I’m trying to implement a series of models for binary adjacency matrices. Some of these models have multi-modal posteriors, so I decided to use PyMC’s SMC approach.
For several models this works like a charm, but the following Stochastic Block Model I have not been able to get to work. It can be sampled from using NUTS, and
pm.sample_prior_predictive() works fine as well, but if I use SMC I get the error
TypeError: index must be integers or a boolean mask.
aesara.printing.Print() commands, it seems as if the indexing I use to construct
edge_prob is where the issue resides, as
zp is printed fine, but
ep_print is never reached.
Is there a fundamental difference in how SMC uses the model definition compared to NUTS?
Note: I switched to the recently released PyMC 4.0 version, but it didn’t change the error.
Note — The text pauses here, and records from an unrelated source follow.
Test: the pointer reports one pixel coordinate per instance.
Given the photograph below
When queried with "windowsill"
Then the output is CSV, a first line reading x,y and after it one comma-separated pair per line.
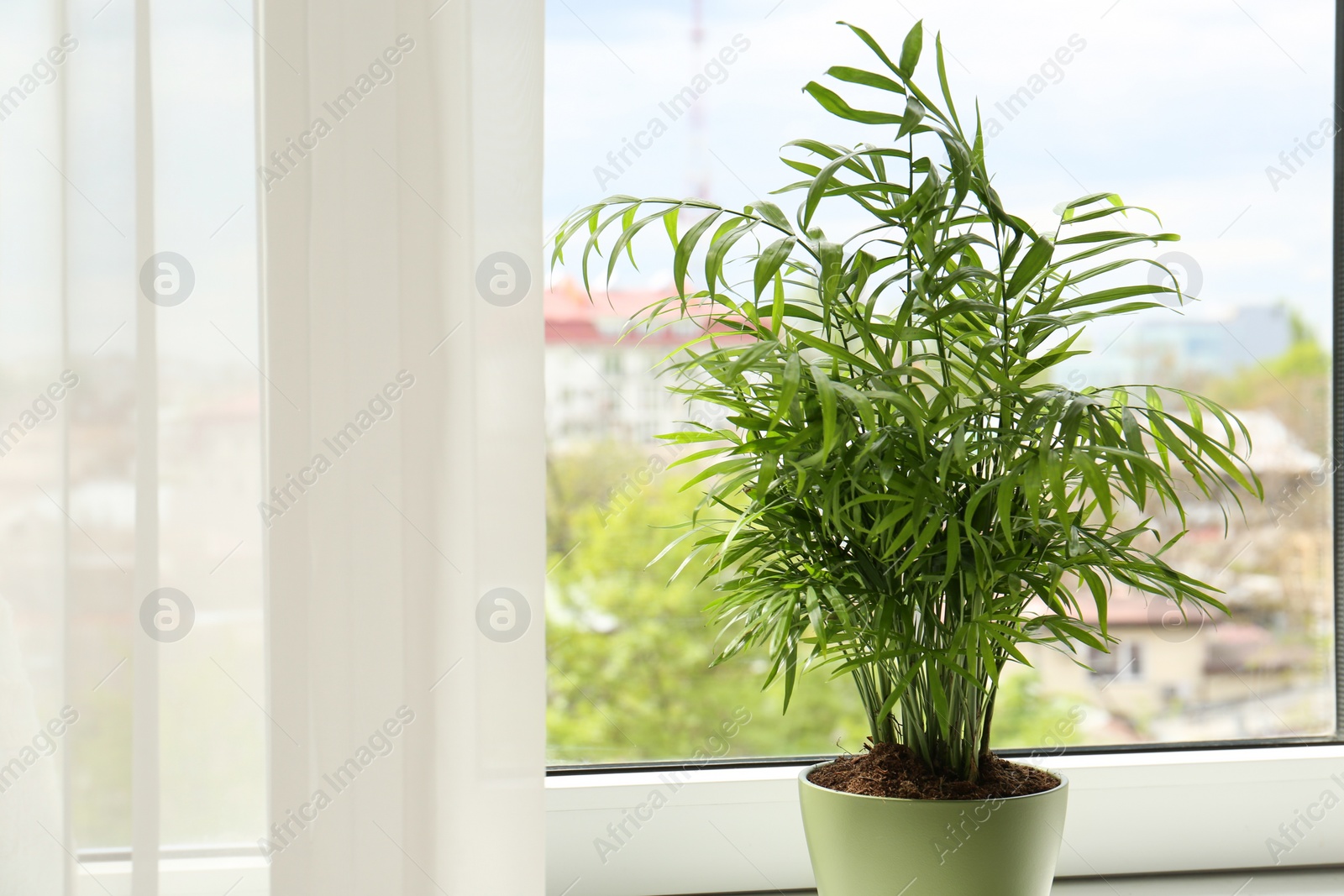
x,y
1129,813
1263,883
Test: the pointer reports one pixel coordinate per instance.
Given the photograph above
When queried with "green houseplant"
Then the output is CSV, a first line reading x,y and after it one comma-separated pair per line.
x,y
900,493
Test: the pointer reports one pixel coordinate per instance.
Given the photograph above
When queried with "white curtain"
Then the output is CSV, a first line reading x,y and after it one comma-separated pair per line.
x,y
270,338
401,159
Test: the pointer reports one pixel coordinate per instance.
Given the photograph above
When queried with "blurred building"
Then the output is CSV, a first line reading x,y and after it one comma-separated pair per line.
x,y
605,379
1195,343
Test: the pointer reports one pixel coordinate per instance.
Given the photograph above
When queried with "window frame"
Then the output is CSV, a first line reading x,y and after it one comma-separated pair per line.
x,y
1137,809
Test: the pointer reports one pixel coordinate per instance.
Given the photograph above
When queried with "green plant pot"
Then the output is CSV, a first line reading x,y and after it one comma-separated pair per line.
x,y
867,846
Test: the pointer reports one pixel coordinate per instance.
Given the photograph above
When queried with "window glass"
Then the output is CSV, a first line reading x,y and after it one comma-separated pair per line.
x,y
71,453
1216,116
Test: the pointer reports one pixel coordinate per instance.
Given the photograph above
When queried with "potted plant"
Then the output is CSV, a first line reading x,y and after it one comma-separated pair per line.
x,y
900,492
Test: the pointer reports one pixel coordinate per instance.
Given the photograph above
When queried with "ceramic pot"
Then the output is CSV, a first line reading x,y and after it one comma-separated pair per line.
x,y
866,846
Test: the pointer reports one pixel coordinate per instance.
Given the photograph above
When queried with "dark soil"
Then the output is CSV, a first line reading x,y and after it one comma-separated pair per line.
x,y
893,770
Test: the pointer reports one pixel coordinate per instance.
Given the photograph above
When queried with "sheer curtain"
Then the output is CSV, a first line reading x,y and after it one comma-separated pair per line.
x,y
401,145
270,441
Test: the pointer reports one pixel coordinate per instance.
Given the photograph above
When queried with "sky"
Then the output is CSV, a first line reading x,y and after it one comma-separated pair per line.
x,y
1182,107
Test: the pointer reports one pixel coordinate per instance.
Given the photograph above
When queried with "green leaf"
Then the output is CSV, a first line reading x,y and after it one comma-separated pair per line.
x,y
911,50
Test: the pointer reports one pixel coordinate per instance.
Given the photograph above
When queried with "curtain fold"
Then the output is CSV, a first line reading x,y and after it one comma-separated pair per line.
x,y
398,165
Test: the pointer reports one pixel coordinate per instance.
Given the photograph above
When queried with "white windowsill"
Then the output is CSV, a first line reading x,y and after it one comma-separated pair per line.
x,y
1135,813
1301,883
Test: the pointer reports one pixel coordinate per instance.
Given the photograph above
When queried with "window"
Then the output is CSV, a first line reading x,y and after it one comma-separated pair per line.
x,y
77,584
1073,100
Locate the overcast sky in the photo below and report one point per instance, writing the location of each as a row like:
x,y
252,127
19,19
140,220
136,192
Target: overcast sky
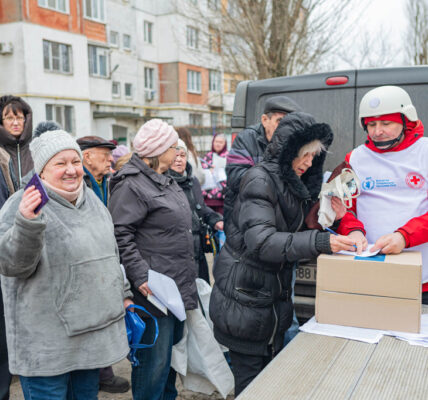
x,y
379,18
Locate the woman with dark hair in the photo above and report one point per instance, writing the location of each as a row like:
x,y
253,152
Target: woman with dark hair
x,y
251,305
215,160
193,159
15,161
16,126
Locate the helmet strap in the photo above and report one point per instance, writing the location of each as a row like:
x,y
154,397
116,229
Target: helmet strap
x,y
390,143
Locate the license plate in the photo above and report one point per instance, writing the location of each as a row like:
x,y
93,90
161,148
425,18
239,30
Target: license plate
x,y
306,273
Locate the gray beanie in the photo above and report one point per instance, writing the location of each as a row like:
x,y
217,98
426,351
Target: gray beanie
x,y
44,147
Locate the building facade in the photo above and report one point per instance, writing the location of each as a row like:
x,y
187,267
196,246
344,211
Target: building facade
x,y
104,67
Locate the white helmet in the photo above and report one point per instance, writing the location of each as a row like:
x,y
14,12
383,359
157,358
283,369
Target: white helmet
x,y
387,100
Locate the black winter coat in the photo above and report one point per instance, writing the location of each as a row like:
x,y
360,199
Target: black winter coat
x,y
153,229
247,150
18,148
251,300
200,211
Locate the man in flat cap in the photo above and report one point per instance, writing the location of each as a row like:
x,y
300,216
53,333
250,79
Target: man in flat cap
x,y
97,159
250,144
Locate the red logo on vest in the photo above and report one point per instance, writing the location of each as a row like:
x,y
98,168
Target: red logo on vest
x,y
415,180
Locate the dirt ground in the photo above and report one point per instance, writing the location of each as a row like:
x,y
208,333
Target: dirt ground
x,y
123,369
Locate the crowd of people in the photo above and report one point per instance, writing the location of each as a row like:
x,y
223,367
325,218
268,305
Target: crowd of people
x,y
82,222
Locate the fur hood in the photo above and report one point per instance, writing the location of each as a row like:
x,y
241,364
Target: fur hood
x,y
294,131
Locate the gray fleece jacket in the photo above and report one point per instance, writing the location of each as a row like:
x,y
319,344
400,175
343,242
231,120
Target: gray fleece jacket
x,y
63,287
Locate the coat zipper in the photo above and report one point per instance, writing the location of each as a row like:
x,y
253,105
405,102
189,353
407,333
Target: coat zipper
x,y
18,154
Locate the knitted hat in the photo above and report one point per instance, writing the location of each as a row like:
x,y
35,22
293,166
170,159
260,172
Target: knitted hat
x,y
154,138
182,145
120,151
44,147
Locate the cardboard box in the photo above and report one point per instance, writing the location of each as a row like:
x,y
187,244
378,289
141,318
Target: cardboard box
x,y
370,294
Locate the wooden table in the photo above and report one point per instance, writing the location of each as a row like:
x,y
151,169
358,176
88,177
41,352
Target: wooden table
x,y
316,367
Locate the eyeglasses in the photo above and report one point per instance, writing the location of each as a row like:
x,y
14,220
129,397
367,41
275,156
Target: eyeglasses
x,y
11,120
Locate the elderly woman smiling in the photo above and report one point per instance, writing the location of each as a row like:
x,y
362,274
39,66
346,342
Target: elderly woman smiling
x,y
63,286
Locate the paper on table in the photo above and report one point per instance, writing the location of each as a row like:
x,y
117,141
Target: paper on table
x,y
365,253
166,291
367,335
347,332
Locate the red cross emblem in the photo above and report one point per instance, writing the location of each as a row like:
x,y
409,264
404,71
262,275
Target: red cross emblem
x,y
415,180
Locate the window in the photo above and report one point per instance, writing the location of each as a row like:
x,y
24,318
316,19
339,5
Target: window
x,y
148,32
195,119
214,83
115,89
149,78
214,41
98,61
227,120
63,115
214,4
114,38
126,41
57,57
94,9
215,119
193,81
120,133
192,37
57,5
128,89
import numpy as np import aesara.tensor as at import aesara.printing as ap import pymc as pm K = 3 # number of latent blocks n = 20 # number of nodes triu_indices = np.triu_indices(n, k=1) adj_vec = np.random.binomial(n=1, p=0.3, size=int(n*(n-1)/2)) a = b = 1 model = pm.Model() with model: pi = pm.Dirichlet('pi', a=np.ones(K), shape=K) z = pm.Categorical('z', p=pi, shape=n) m = int(K * (K + 1) / 2) # sample just the lower/upper triangle of K x K matrix \rho, # then transform the triangular matrix into the symmetric matrix \rho rho_vec = pm.Beta('rho_vec', alpha=a, beta=b, shape=m) tmp = pm.math.expand_packed_triangular(K, rho_vec) tmp += at.transpose(tmp) rho = pm.Deterministic('rho', tmp - 0.5 * at.diag(at.diagonal(tmp))) z_print = ap.Print('zp')(z) edge_prob = pm.Deterministic('p', rho[(z_print.reshape((n, 1)), z_print.reshape((1, n)))][triu_indices]) ep_print = ap.Print('epp')(edge_prob) A = pm.Bernoulli('A', p=ep_print, observed=adj_vec) # pp = pm.sample_prior_predictive(samples=5) # <-- works # trace_nuts = pm.sample(cores=1) # <-- works trace_smc = pm.sample_smc(cores=1) # <-- 'TypeError: index must be integers or a boolean mask'
Thanks for your help!